One of the highlights of Jesus’s songs is the Garden of Gethsemane.  This is the part of the Gospel that most clearly aligns with the writers’ intentions to see Jesus as a human being.  While the lyrics show Jesus as skeptical of God’s plan, his sadness about the lack of clarity regarding the success of his mission and his desire to not die a horrific death come through powerfully in the performance.  We can feel with Jesus the anguish he might have felt in facing the day of his death.  The show presents the song as a protest of a man before God, not of the Incarnate Son praying to His Father, but the Jesus of the show does finally consent to offer himself to fulfill the will of God.  As humans, we can sympathize when following the will of God in our own lives seems difficult.

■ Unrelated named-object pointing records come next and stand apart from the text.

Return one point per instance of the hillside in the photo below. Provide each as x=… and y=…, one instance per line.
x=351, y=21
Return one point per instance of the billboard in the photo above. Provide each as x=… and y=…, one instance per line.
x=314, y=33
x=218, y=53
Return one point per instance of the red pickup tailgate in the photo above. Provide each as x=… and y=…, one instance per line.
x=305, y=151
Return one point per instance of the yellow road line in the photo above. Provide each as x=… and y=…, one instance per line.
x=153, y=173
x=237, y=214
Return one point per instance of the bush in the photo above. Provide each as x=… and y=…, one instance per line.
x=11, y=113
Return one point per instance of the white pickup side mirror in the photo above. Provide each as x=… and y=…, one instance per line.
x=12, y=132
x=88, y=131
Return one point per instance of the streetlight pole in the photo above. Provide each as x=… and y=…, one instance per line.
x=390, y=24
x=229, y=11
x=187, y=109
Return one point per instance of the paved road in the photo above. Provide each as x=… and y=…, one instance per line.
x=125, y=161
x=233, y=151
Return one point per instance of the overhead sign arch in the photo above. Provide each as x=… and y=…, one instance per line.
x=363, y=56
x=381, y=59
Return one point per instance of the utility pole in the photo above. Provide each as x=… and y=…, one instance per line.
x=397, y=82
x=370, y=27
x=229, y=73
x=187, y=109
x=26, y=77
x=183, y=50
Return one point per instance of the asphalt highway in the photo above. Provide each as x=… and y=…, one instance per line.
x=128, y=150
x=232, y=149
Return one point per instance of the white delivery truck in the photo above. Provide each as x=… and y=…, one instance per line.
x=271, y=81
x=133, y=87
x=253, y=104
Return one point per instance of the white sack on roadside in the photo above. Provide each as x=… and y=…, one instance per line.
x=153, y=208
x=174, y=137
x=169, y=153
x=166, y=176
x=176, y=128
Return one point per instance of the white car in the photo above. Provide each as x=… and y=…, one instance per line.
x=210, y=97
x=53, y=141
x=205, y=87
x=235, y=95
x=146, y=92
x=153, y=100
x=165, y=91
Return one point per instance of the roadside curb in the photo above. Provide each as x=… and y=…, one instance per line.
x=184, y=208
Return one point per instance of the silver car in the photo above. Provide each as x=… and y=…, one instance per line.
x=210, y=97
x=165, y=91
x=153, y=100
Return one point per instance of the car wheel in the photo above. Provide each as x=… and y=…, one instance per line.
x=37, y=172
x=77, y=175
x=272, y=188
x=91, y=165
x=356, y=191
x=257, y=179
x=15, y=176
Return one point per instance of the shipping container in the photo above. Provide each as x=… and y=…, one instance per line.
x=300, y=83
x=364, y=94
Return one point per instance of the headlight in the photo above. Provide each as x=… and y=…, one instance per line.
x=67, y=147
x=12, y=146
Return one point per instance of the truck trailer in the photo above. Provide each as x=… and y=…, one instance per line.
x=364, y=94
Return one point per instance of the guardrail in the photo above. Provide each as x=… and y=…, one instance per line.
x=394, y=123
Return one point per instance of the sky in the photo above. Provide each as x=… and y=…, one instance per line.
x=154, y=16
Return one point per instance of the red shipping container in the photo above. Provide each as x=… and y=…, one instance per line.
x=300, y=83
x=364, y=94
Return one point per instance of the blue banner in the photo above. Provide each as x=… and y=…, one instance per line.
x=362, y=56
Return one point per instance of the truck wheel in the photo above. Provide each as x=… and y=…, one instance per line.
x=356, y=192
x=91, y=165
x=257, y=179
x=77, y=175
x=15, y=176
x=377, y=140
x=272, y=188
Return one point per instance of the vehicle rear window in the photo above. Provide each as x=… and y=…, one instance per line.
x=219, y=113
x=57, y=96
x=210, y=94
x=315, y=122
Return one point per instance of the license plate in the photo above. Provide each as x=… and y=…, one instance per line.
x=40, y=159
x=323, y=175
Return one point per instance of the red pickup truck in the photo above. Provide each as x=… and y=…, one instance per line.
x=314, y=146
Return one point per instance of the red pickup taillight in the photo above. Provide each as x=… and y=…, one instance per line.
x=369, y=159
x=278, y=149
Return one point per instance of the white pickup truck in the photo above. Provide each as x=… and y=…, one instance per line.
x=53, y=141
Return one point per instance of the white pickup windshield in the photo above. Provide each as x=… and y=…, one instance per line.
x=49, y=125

This leads to a final observation: the title song of the whole show, “Jesus Christ Superstar,” sung by Judas right before the crucifixion.  The words of Judas (yes, he’s now dead at this point in the show) could really be the words of Tim Rice himself, and also the words of so many other people who sincerely seek to know Jesus.  What is at stake in believing Jesus is the Son of God? Why did he have to die on the cross? What is the relationship between the Christian revelation of Truth and other religious traditions in the world? The song only raises these questions, it doesn’t answer them.  But the recognition that the questions are worth asking is a necessary prerequisite for eventually finding the answers in the man who told us he is the way, the truth, and the life (Jn 14:6).

The show is airing on Easter Sunday, but that doesn’t mean it can’t be fruit for reflection now as we come closer to the end of Lent.  Take the opportunity to listen to it now before watching it.  Let the music speak to you and draw you in to a more emotional engagement with the story of Christ’s Passion.  Reflection on Christ’s humanity can actually help us grow into a greater appreciation of his divinity.  We can be more thankful of the God who gives His life to save us because we better understand that he has shared with us in our weakness.

I hope the last days of the season bring your initial Lenten commitments to a profitable end through Christ’s grace.  Let me know what you think of Jesus Christ Superstar: the good, the bad, and everything in between.

Let me know what other aspects of popular culture you’d like me to write about!